聖なる夜に大切な恋人や家族と一流ホテルでゴージャスに過ごす――。そんなクリスマスはバブル時代の遺物かと思いきや、全盛期を彷彿させるほど今年の予約状況は堅調だという。
「旧御三家」と呼ばれる老舗ホテルのクリスマスプランを見てみると、小学生以下の子連れならサンタクロースの部屋を訪問できるプラン(帝国ホテル)や、公認サンタがプレゼントを部屋に届けてくれるサービス(ホテルニューオータニ)、クリスマス仕様にライトアップされた日本庭園を前に特別ディナーが味わえるコース(ホテルオークラ)など、あの手この手の演出でもてなしてくれる。
しかし、いずれも現時点で空きはわずかで、部屋のタイプによっては、既に満室となっているプランも多い。長引く不況の中、なぜこれほどの盛り上がりを見せているのか。
『週刊ホテルレストラン』元編集長でオータパブリケイションズ専務取締役の村上実氏が分析する。
「景気自体は悪いながらも、高品質の商品やサービスにはお金を惜しまない富裕層が戻ってきて、徹底的に低価格を追い求める人たちと市場は2極化しています。
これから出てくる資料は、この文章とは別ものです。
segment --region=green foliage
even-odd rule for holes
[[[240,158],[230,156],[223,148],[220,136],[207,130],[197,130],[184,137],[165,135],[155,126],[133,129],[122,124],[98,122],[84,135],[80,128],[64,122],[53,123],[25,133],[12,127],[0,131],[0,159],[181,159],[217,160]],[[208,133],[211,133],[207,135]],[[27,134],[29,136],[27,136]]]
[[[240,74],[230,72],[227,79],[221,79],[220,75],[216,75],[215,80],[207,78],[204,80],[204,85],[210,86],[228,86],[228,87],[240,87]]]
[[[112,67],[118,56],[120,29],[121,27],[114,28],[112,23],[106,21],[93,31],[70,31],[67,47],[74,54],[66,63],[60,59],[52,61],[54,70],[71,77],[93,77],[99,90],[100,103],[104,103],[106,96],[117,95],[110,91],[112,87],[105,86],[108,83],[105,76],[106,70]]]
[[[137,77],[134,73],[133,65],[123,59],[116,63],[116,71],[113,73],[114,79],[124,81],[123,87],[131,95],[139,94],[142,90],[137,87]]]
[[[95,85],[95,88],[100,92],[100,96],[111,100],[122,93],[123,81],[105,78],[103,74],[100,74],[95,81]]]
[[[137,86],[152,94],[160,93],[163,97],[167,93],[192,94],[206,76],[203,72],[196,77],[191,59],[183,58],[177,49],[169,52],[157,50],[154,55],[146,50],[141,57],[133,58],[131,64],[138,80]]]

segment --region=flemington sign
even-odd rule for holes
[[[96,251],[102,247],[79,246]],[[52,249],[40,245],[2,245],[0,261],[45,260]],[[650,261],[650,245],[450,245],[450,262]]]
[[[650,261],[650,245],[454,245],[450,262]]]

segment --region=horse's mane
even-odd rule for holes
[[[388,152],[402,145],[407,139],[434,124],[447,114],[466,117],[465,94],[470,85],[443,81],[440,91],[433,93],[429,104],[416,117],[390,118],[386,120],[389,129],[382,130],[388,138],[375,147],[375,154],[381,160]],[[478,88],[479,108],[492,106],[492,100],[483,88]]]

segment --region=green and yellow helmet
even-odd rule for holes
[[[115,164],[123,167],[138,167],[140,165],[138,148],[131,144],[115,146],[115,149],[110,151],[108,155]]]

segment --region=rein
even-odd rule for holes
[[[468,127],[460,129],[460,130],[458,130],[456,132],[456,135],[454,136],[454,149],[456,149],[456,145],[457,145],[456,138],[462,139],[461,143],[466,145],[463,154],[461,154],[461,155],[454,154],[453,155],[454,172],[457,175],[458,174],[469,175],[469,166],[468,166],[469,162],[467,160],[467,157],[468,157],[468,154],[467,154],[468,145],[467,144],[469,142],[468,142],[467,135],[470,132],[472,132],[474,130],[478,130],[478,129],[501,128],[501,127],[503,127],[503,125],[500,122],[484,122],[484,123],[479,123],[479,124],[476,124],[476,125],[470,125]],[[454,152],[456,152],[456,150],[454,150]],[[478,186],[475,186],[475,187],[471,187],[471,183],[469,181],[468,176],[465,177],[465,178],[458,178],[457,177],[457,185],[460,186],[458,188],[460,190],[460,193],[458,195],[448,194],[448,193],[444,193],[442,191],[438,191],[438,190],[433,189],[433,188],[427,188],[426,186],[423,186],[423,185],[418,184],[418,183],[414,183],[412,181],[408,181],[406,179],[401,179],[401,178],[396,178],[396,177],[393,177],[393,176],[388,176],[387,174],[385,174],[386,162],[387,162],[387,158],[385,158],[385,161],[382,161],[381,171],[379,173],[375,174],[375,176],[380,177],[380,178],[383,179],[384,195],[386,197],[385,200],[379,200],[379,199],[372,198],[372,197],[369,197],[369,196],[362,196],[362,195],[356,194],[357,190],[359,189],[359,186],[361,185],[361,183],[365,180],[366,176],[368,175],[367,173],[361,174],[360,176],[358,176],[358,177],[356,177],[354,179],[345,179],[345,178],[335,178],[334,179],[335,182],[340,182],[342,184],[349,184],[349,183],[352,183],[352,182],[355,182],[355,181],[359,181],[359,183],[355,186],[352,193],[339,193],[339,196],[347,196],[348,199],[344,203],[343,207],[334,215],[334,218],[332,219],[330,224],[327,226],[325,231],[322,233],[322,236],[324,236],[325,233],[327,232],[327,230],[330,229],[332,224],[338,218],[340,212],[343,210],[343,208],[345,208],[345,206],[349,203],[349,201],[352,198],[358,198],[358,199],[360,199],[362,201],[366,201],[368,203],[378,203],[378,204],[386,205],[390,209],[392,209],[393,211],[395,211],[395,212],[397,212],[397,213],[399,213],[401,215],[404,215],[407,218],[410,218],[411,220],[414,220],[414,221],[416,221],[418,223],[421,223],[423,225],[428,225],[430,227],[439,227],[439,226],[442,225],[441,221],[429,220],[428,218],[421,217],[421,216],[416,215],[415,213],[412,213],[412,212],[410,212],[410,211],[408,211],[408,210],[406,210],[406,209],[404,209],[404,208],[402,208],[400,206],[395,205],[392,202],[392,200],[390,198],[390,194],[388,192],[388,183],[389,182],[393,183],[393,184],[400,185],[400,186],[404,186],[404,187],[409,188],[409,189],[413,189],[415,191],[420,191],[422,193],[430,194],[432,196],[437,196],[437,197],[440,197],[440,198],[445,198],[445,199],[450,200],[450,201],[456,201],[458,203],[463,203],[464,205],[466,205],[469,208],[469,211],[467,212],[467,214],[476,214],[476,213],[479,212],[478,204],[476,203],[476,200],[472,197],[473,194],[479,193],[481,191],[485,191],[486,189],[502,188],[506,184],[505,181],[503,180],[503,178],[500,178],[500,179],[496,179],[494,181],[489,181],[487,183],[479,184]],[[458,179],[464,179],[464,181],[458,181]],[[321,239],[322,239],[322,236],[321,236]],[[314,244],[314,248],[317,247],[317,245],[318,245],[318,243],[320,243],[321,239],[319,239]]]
また、今年のクリスマスは『3.11』の控えムードから反転、イブが3連休の最終日にかかる“当たり年”でもあるため、クリスマスは特需になると見込んだホテル業界の素早い営業戦略が奏功しました」
また、ホテル業界が提案する「クリスマスの過ごし方」が時代とともに変化していることも好調な予約率につながっている、と村上氏はみている。
「1994年からパークハイアット、ウエスティン、フォーシーズンズという『新御三家』のホテルが進出して以降、外資系ならではのクリスマスイベントが行われて徐々に定着してきました。それまでは2人きりで部屋にこもって豪華ディナーを食べるクリスマスが定番だったのが、パーティールームで大人数のクリスマスイベントが開催されるようになり、ゲスト(客)同士のコミュニケーションが生まれて人気となりました」
その流れは、2000年代に入り、シャングリラ、ペニンシュラ、マンダリン、リッツカールトン……という第3次といわれる外資系ホテルのムーブメントで確立された。恋人や家族と“しっぽり”もいいが、皆で“ワイワイ”の雰囲気がクリスマス需要を復活させたのである。
「一緒に過ごすのは恋人や家族だけではありません。2010年に帝国ホテルが3名1室利用で低価格の宿泊プランを出して“女子会”ブームに火をつけたように、特別なイベントを友達と語り明かしたいという予約客も根付きました」(村上氏)
さて、年末の好調ぶりを維持したまま、来年のホテル業界も明るい1年となるのか。
「来年はなんといっても東京ディズニーリゾート(TDR)が開園30周年を迎えます。そこで、アンバサダーホテルが2月に大規模なリニューアルをして日本で初めてミッキー&ミニールームもデビューするなど、話題は尽きません。ホテル業界の景気回復、その最大の牽引役はディズニーとなるでしょうね」(村上氏)
やはり、年中イベント以外で高い稼働率をキープできるのは、テーマパークや名所に程近いホテルということになろうか。